Nipun mentioned Blaze last year and I foolishly didn't look into it very deeply (I should have learnt by now to always take Nipun's suggestions very seriously!) Exactly as Nipun says, it looks very interesting. The Blaze website says "Blaze translates a subset of modified NumPy and Pandas-like syntax to databases and other computing systems. Blaze allows Python users a familiar interface to query data living in other data storage systems." As I understand it, Blaze has 'backends' for CSV, SQL, HDF5, MongoDB, Spark. Blaze exposes a unified API for loading data and doing computations on data from all these sources. I think Blaze builds a graph of computation before loading any data, so it does all the 'lazy loading' and 'out of core' stuff that we currently do ourselves in NILMTK. I'm not certain but it looks like Blaze could pretty much replace our DataStore classes (I know it always hurts to throw away code!), as well as much of our out-of-core processing. The end result is that NILMTK would have a considerably smaller code base, but we'd add the ability to import / export to SQL, MongoDB and Spark (as well as CSV and HDF5, of course!)

I'm not entirely sure how to do 'DataSet.set_window()' with Blaze but I'd be amazed if it's not possible.

nipunbatra · 2016-02-09T11:28:20Z

The function that I use the most is disaggregate_chunk. I often don't mind bypassing nilmtk's HDF functions and directly load data using Pandas from the HDFstore. I also often like to chunk data on my own. As an example, I was doing some disaggregation on 43 homes for 1 year. The NILM technique I used had a disaggregate_chunk method. I also had access to a cluster. So, I ended up making 43*365 calls to disaggregate_chunk. All of it was very smooth. I think at times, I prefer to not let nilmtk come between me and disaggregation algos. To this effect, maybe, like we had for v0.1, we let the user write code for a lot of data handling operations. Ofcourse, this would be trivial in Pandas and maybe blaze.

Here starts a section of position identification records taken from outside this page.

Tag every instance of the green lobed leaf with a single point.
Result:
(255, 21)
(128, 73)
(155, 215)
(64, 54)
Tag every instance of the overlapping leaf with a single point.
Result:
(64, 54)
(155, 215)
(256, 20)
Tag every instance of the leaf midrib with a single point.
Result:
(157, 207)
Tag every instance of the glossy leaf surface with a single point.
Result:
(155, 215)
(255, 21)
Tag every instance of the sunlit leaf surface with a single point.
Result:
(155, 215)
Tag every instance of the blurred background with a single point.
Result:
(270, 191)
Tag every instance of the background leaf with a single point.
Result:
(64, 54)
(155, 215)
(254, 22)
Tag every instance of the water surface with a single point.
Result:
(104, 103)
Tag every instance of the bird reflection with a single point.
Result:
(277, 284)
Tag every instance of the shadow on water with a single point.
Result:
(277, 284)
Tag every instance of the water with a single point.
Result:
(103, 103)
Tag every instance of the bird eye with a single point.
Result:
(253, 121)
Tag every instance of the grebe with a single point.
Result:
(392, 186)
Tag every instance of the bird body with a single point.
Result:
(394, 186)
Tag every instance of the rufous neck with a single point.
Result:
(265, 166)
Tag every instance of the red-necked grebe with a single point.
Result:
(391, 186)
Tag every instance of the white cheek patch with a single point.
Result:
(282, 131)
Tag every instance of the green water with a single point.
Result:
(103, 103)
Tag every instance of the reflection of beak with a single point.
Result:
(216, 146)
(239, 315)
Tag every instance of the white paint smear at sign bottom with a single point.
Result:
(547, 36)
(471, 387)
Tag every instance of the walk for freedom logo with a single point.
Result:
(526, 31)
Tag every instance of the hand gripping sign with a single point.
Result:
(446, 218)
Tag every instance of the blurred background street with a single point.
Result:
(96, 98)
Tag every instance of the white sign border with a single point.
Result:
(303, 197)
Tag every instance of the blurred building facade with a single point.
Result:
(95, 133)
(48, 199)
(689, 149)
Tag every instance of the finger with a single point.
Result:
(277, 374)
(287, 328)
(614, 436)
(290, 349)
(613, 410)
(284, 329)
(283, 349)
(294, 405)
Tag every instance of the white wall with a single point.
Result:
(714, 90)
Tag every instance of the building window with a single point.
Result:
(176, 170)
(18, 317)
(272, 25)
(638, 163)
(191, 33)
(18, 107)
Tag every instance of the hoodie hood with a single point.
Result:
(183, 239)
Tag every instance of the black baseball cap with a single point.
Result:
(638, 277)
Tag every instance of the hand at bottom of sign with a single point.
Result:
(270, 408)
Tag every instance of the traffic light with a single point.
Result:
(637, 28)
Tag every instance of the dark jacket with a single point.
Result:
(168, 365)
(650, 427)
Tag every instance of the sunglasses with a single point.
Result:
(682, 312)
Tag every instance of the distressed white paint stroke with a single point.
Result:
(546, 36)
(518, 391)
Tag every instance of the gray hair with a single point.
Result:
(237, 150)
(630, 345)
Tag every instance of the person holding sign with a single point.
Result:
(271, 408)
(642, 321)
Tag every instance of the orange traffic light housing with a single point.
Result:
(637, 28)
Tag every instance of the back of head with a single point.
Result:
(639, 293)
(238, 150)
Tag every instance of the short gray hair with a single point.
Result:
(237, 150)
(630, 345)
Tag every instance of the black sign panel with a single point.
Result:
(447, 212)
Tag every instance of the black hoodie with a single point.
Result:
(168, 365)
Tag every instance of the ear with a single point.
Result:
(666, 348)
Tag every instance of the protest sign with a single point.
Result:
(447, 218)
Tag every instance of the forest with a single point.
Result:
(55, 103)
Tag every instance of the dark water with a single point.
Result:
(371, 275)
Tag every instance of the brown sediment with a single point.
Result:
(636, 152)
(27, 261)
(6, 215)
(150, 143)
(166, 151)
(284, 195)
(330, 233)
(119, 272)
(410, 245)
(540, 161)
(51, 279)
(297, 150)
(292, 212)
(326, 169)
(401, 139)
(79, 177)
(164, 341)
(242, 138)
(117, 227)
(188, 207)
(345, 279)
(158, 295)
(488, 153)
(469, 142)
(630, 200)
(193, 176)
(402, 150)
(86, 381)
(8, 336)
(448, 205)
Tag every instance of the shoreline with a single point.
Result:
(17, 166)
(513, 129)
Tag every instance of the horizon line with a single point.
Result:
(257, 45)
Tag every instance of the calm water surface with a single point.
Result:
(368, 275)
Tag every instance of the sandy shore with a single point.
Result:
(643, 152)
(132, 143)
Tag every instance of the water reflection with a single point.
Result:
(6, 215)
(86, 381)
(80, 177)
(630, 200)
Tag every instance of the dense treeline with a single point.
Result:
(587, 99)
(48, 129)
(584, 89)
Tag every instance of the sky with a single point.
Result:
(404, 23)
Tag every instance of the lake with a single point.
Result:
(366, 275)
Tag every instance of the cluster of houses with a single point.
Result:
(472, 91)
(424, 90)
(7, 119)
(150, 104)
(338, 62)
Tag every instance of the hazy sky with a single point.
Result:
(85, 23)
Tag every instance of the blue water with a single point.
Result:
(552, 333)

JackKelly · 2016-02-09T11:48:23Z

yeah, I took a very similar approach when I was doing my Neural NILM work! I think your comment is especially relevant for issue #479 "NILMTK should interact with other Python tools more smoothly": my thinking behind that issue was exactly as you say: it should be easier to build a custom pipeline using Pandas, numpy, blaze and NILMTK. i.e. to switch back and forth between NILMTK and other Python packages.

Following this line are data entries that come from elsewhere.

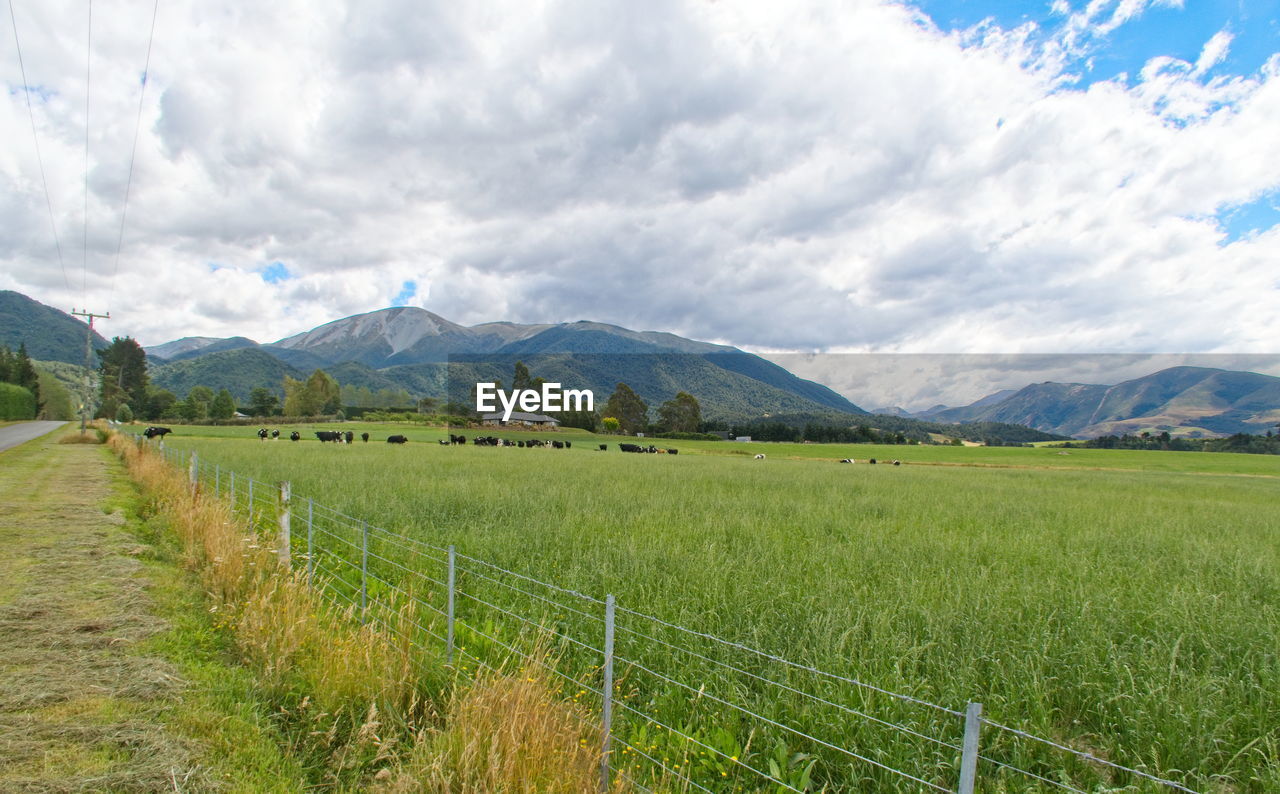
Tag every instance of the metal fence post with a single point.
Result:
(284, 516)
(607, 708)
(448, 640)
(969, 749)
(311, 555)
(364, 567)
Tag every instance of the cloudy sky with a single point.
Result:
(952, 176)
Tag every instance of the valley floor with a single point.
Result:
(95, 685)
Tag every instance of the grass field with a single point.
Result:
(1124, 603)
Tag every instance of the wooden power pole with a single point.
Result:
(88, 359)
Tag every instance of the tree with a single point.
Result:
(626, 406)
(123, 366)
(223, 406)
(681, 414)
(160, 404)
(318, 395)
(195, 407)
(263, 401)
(521, 379)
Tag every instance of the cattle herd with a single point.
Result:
(346, 437)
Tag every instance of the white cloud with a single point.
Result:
(776, 176)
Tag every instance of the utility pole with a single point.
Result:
(88, 357)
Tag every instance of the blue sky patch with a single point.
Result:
(1247, 219)
(1160, 30)
(275, 273)
(407, 291)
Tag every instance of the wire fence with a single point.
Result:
(677, 708)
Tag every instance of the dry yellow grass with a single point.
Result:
(356, 696)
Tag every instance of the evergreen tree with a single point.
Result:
(23, 372)
(626, 406)
(123, 366)
(159, 404)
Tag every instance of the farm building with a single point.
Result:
(520, 418)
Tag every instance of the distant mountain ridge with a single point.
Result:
(425, 354)
(1182, 400)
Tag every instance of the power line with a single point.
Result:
(35, 137)
(88, 63)
(133, 151)
(88, 356)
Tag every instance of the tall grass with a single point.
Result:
(357, 703)
(1129, 614)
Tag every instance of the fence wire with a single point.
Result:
(707, 724)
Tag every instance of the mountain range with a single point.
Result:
(1191, 401)
(426, 355)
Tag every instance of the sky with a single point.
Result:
(862, 177)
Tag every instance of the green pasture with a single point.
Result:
(1121, 602)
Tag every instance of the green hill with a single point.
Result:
(236, 370)
(49, 334)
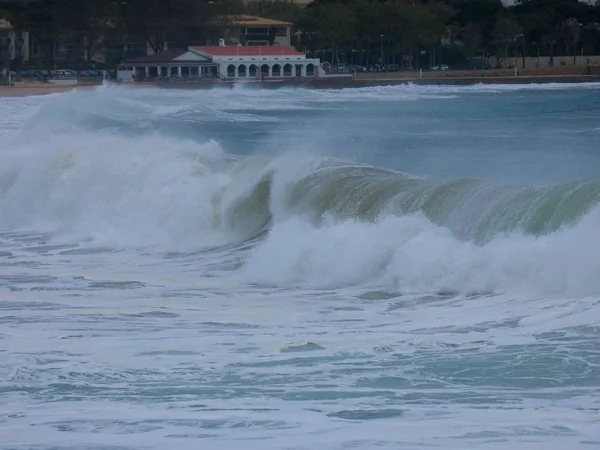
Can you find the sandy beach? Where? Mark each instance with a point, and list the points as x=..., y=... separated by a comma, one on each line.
x=38, y=89
x=456, y=77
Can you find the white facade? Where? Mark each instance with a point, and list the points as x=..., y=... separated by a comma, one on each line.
x=266, y=66
x=248, y=62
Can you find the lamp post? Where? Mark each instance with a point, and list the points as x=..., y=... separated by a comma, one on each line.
x=381, y=50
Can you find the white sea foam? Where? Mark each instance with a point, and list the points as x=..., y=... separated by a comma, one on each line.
x=157, y=291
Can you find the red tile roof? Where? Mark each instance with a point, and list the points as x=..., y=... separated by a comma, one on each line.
x=248, y=50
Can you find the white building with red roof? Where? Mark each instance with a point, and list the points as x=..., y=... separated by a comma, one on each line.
x=221, y=61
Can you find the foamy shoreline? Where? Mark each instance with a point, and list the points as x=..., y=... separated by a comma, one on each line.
x=27, y=89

nipunbatra · 2016-02-09T12:02:40Z

Yup, I felt that something DataStore().* operations could be handled by Pandas/Blaze. Further, I think that we should make public the metrics methods that operate on chunks.

I'd really prefer the user writing the for loop for handling chunks in comparison to nilmtk.

JackKelly · 2016-02-09T12:37:35Z

I'd really prefer the user writing the for loop for handling chunks in comparison to nilmtk

yeah, I've been wondering about this. I think there might be (at least) three distinct 'use cases' for using NILMTK:

Use case 1: computing dataset statistics across an entire dataset (or even multiple datasets). In this mode, it probably is very helpful to the user to make NILMTK handle the chunks (although, internally, we'd probably use Blaze)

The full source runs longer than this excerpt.